In illustrated, news, Review

Original caricature by Jeff York of Natalie Portman in LADY IN THE LAKE (copyright 2024).

When it comes to Natalie Portman’s career, you can probably count on one hand how many confident, upbeat characters she’s played. Her specialty is smart, nuanced portrayals of very troubled and self-doubting protagonists, be it in THE PROFESSIONAL, BLACK SWAN, or JACKIE. Even her turn in a couple of STAR WARS movies was filled with strife. Here, Portman continues to manifest such neuroses while also examining the subjects of sexism, racism, corruption, and infidelity circa 1966 in the striking new miniseries LADY IN THE LAKE on Apple TV+. She gives an edgy performance – jittery, strident, brows constantly furrowing – equaled by the angsty ensemble around her, making for one of 2024’s most tense and involving shows.

Portman plays Maddie Schwartz, an upper-middle-class Jewish housewife who’s had enough of her controlling husband (Brett Gelman), moody teen son (Noah Jupe), and a circus of nagging friends and neighbors. She’s settled into a suffocating existence, putting her dreams of being a writer far away up on the shelf. But Maddie breaks free from her dead-end world after her husband berates her over an improperly prepared kosher meal and she furiously packs up to walk out on him.

Maddie secures a grubby apartment, no small feat considering the times required her husband to sign the lease, but soon she’s cooling her heels, enjoying the first taste of freedom in her adult life, and even making fast friends with local bohemian Judith Weinstein (Mikey Madison). Together, out for a walk, the two women discover the corpse of the local Jewish girl who had gone missing, and suddenly, Maddie sees a chance to become a reporter to cover the story. She talks her way into working for the local paper’s editor Bob Bauer (Pruitt Taylor Vance) and soon enough, she’s even cozying up to a black policeman named Ferdie Platt (Y’lan Noel) to get more information about the dead girl’s case. He’s also charming and handsome, but Maddie’s ambitions take precedence.

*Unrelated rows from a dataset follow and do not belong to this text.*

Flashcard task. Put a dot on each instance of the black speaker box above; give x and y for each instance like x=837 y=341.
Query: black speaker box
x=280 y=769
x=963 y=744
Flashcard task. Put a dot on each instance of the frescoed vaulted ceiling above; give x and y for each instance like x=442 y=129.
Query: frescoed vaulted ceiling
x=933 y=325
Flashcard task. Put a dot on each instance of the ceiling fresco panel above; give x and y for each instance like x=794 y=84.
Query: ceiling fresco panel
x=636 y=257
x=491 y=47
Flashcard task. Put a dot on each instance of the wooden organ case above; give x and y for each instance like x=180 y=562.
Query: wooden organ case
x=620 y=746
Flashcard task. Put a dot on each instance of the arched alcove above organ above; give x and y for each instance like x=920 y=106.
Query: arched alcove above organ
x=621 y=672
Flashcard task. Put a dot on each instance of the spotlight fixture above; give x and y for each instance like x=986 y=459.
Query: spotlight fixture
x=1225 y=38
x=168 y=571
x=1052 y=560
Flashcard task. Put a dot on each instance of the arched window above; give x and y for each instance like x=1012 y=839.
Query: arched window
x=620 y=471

Matters get even more complicated as Maddie knows the dead girl, not to mention her narrative starts to be mirrored by another restless Baltimore woman named Cleo Johnson (Moses Ingram). Cleo is juggling a lot, come-ons from all the men at the bar where she works, the constant battle that is being a single mother, and even moonlighting as a bag lady for some local hoods. To add even more to Coco’s resume, she narrates the series, from beyond the grave it would seem as she tells us she’s the title character. It all makes for the most cryptic of narration since Joe Gillis told us his story from a watery swimming pool grave in SUNSET BLVD.

Soon, all of the events of Coco’s life, shown in a multitude of flashbacks, will crisscross with all the machinations of Maddie’s life too for a series that demands your attention every second. Writer/director Alma Har’el and her cadre of writers have adapted Laura Lippman’s 2019 detective novel and ensured it’s chock full of details, red herrings, themes big and small, and a mystery that only seems to get more mysterious with each of the show’s seven hours.

All the while, the characters are as difficult to pin down as the plot maneuvers. Everyone is complex, often acting in surprising ways, and that makes for a procedural, unlike most others you’ve seen before. Maddie herself is hardly the typical protagonist and no blossoming butterfly. Instead, she’s quite selfish, ruthlessly ambitious at times, and not above using her sex to get what she wants. Maddie is driven by a purpose to right wrongs, true, but it’s amazing how many wrongs she’s willing to enact to achieve her lofty goals.

The same goes for Cleo. She is a victim of dismissive men, a bigoted  Baltimore society, and all the corruption that comes with a sleazy underworld, but she’s never quite the innocent bystander this character would be painted as in most other stories. Ingram plays it sly too, often holding her character’s cards close to the vest so we don’t know precisely what she’s thinking or will do. It all makes for two lead female characters as hard to pin down as any since perhaps Judi Dench and Cate Blanchett in NOTES ON A SCANDAL from 2006.

Har’el does a superior job of managing all the story threads, vast cast, and production details. She gets noir, yet rarely resorts to the tired tropes of it.  Lippman’s original novel enjoyed many POV chapters from the multitude of characters to get across all of the varied perspectives, but that device would have made all this too expansive. Instead, Har’el relies upon fantasy and dream sequences to add further commentary to the varied proceedings.

The story never lets up in its bleakness, presenting the period and people in that time as dark, sinister, and often reprehensible. But ultimately, the thread of survival elevates what could have been merely a stone-cold murder tale. Despite the flaws, both Maddie and Coco have a spirit to them, determined to rise above their lots in life, no matter what it takes to climb out of the muck. We may not agree with all they do, but their choices make for provocative maneuvers that make this miniseries captivating, challenging, and full of surprises.